Las recientes inundaciones en la zona metropolitana no son un fenómeno aislado ni un suceso inesperado para nuestra ciudad, basta revisar los libros de historia para recordar que las inundaciones han sido parte de la historia de Queretaro desde su fundación, entre algunas de las más catastróficas, la del 11 de julio de 1912, el desbordamiento del río Querétaro, inundó barrios enteros y dejando bajo el agua a lo que ahora conocemos como la antigua estación del tren. Lo mismo sucedió en septiembre de 1985, cuando el agua inundó la colonia El Retablo. Y desde entonces, cada temporada de lluvias nos recuerda la misma fragilidad: una ciudad que, pese a su crecimiento económico y urbanístico, no ha logrado resolver una de sus vulnerabilidades más antiguas.

Lo que enfrentamos hoy no es una sorpresa, ni mucho menos una excepción. Es la consecuencia de una ciudad que creció dándole la espalda a su propia geografía e hidrología. Calles pavimentadas que se convierten en ríos improvisados, drenajes insuficientes, riberas ocupadas, cauces olvidados. Querétaro ha repetido la misma historia año tras año. Con el agravante de que el cambio climático promete intensificarla: lluvias más intensas, tormentas menos predecibles, sequías más largas seguidas de precipitaciones extremas.

La tragedia de estas semanas debería obligarnos a un cambio de paradigma. En lugar de seguir reaccionando a cada emergencia con bombas de desfogue y declaratorias de desastre, es momento de asumir que la resiliencia hídrica debe estar en el centro del diseño urbano.
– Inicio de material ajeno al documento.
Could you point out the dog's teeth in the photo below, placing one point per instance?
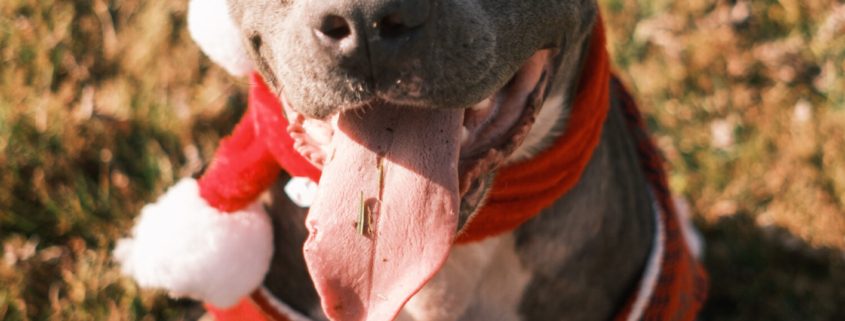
(464, 135)
(483, 105)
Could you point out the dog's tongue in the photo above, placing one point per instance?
(411, 202)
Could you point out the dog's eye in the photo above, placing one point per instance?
(255, 42)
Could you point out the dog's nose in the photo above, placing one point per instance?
(385, 21)
(378, 33)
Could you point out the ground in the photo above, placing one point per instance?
(104, 104)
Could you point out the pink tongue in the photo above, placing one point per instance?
(413, 213)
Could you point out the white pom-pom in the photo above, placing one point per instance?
(189, 248)
(215, 32)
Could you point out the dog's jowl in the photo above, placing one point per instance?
(462, 160)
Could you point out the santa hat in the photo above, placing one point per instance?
(216, 34)
(210, 238)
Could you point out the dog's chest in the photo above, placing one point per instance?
(480, 281)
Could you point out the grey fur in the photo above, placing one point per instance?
(586, 252)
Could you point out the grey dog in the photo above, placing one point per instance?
(410, 108)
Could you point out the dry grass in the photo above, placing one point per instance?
(103, 104)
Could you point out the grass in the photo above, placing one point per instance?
(103, 104)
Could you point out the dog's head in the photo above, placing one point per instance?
(408, 106)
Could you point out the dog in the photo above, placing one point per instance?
(417, 114)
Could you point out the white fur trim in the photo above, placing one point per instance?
(189, 248)
(215, 32)
(302, 191)
(652, 270)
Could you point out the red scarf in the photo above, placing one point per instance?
(248, 162)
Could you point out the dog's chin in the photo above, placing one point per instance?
(492, 128)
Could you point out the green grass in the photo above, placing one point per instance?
(103, 104)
No se trata solo de infraestructura: es una concepción distinta de la ciudad. Vivir entorno al agua, no en contra de ella.

En otras partes del mundo, ciudades que aprendieron a convivir con los cauces natu rales del agua han adoptado estrategias innovadoras: parques inundables en Róterdam, calles esponja en Pekín, reservorios subterráneos en Tokio, o planes integrales de recuperación de cauces en Medellín. Todas estas experiencias parten de una misma premisa: el agua no puede ser borrada de la ecuación urbana, debe incorporarse a ella.

Para Querétaro, la ruta no es distinta. La resiliencia hídrica implica más que construir diques, cárcamos o colectores; significa transformar la relación entre la ciudad, sus habitantes y el agua. Requiere detener la ocupación irregular de zonas de riesgo, recuperar humedales y ríos, rediseñar calles y plazas para captar lluvia, modernizar redes de drenaje, fomentar la captación pluvial y proteger los acuíferos que garantizan el abasto.

El agua es un espejo de cómo vivimos en comunidad. Cuando se desperdicia, se contamina o se canaliza sin visión de largo plazo, la ciudad se vuelve frágil. Pero cuando se cuida y se integra, se convierte en un factor de cohesión, seguridad y prosperidad.

Querétaro no puede seguir esperando la próxima tormenta para recordar su vulnerabilidad. Las inundaciones de este ano, que lamentablemente conllevaron pérdidas humanas debería bastar para entender que la resiliencia hídrica no es una opción, sino una necesidad vital. Las ciudades que sobreviven al futuro no son las que desafían al agua, sino las que aprenden a crecer en torno a ella.